Django Unchained also missed opportunities for metafictional commentary (a staple in Tarantino movies) that could have solved his imaging problems. What if he’d allowed some “meta” moments regarding black archetypes in Hollywood films?  I believe this is what Sam Jackson was going for with his over-the-top portrayal of the house negro, Stephen. But the portrayal fails in the end because it’s too cartoonish and we end up laughing at him instead of with him. Yes, Stephen is despicable, but where’s the ironic reference that this archetype, the Uncle Tom, is despicable?

How might the film have been changed if Django had repeatedly interrupted the long monologues of his mentor, Christoph Waltz, during the first half?  Hushed him, in fact? What if Django had said “Ssh,don’t speak, don’t speak” to his mentor a la Diane Wiest in Bullets Over Broadway, stealing the spotlight from Waltz? How might this upending of Waltz’s archetypal savior have added to the film?

2.)  For a truly riveting, page-turning  portrayal of a slave rebellion I’d recommend The Book of Night Women by Marlon James. This novel has descriptions of violence and torture on a Jamaican slave plantation that still haunt me years after reading it. In James's fictional account, the slave rebellion is planned and led by women.

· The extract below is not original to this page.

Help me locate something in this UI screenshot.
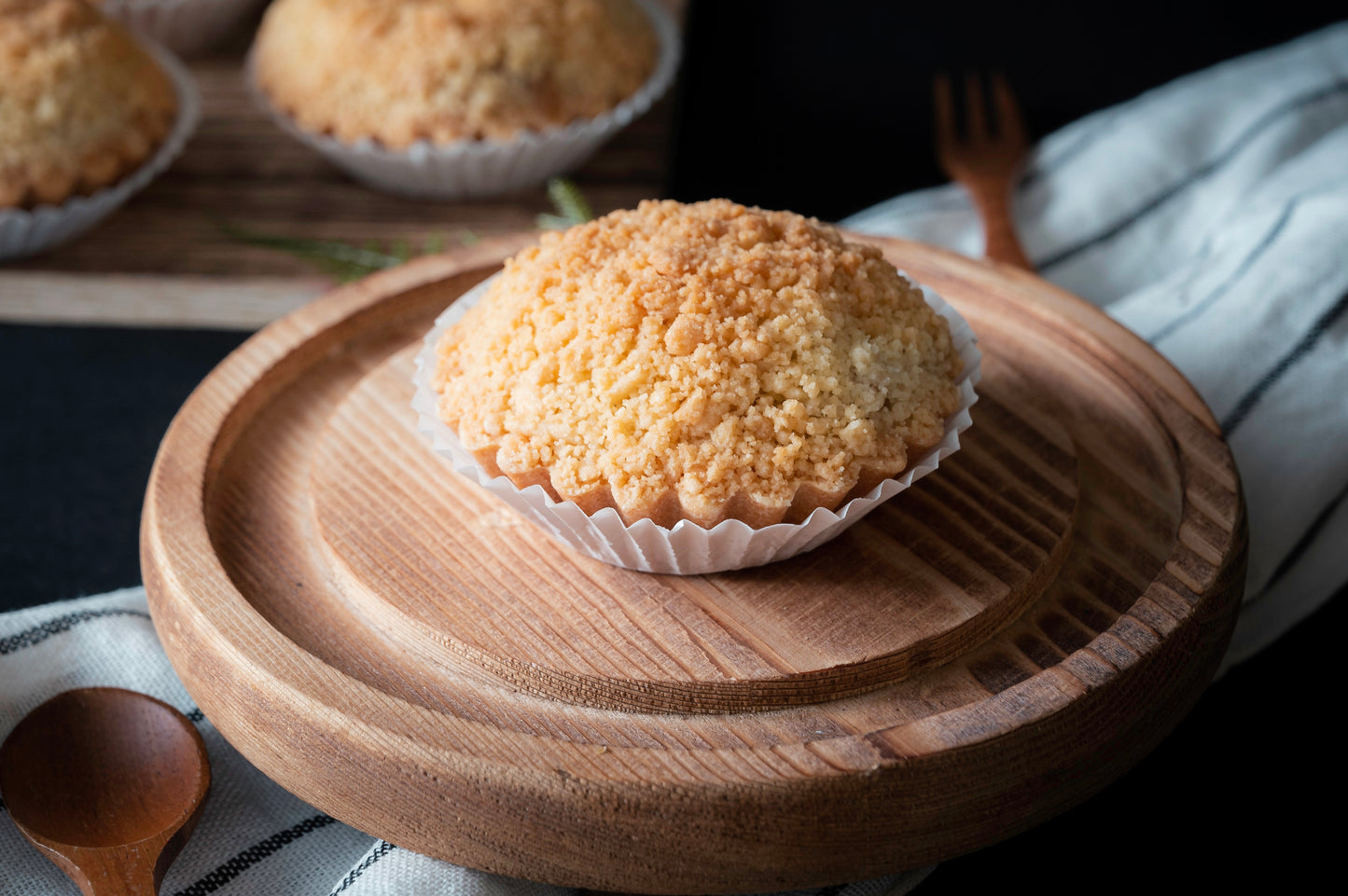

      3.) Django Unchained reminds me of why we need more stories by black women writers and  filmmakers. I would never think to write a black female slave as a damsel-in-distress, and certainly not without a transgressive twist that was obvious. If QT’s purpose is to get us to think in new ways about history or movie genres, why not use Kerry Washington’s character to challenge accepted conventions? 

4.) Years after she wrote it, bell hooks still provides the most insightful explanation of Tarantino’s shortcomings as a filmmaker. I’ll end with a quote from Reel to Real: Race Class and Sex at the Movies:
    "Tarantino has the real nihilism of our times down. He represents the ultimate in 'white cool': a hard-core cynical vision that would have everyone see racism, sexism, homophobia but behave as though none of that shit really matters, or if it does it means nothing, 'cause none of it's gonna change, 'cause the real deal is that domination is here to stay--going nowhere and, everybody is in on the act..... Tarantino's films are the ultimate in sexy cover-ups of very unsexy mind-fuck. They titillate with subversive possibility (scenes that are so fine you are just blown away--like that wonderful moment when Vincent and Mia do the twist in Pulp Fiction), but then everything kinda comes right back to normal. And normal is finally a multicultural world where white supremacy is intact."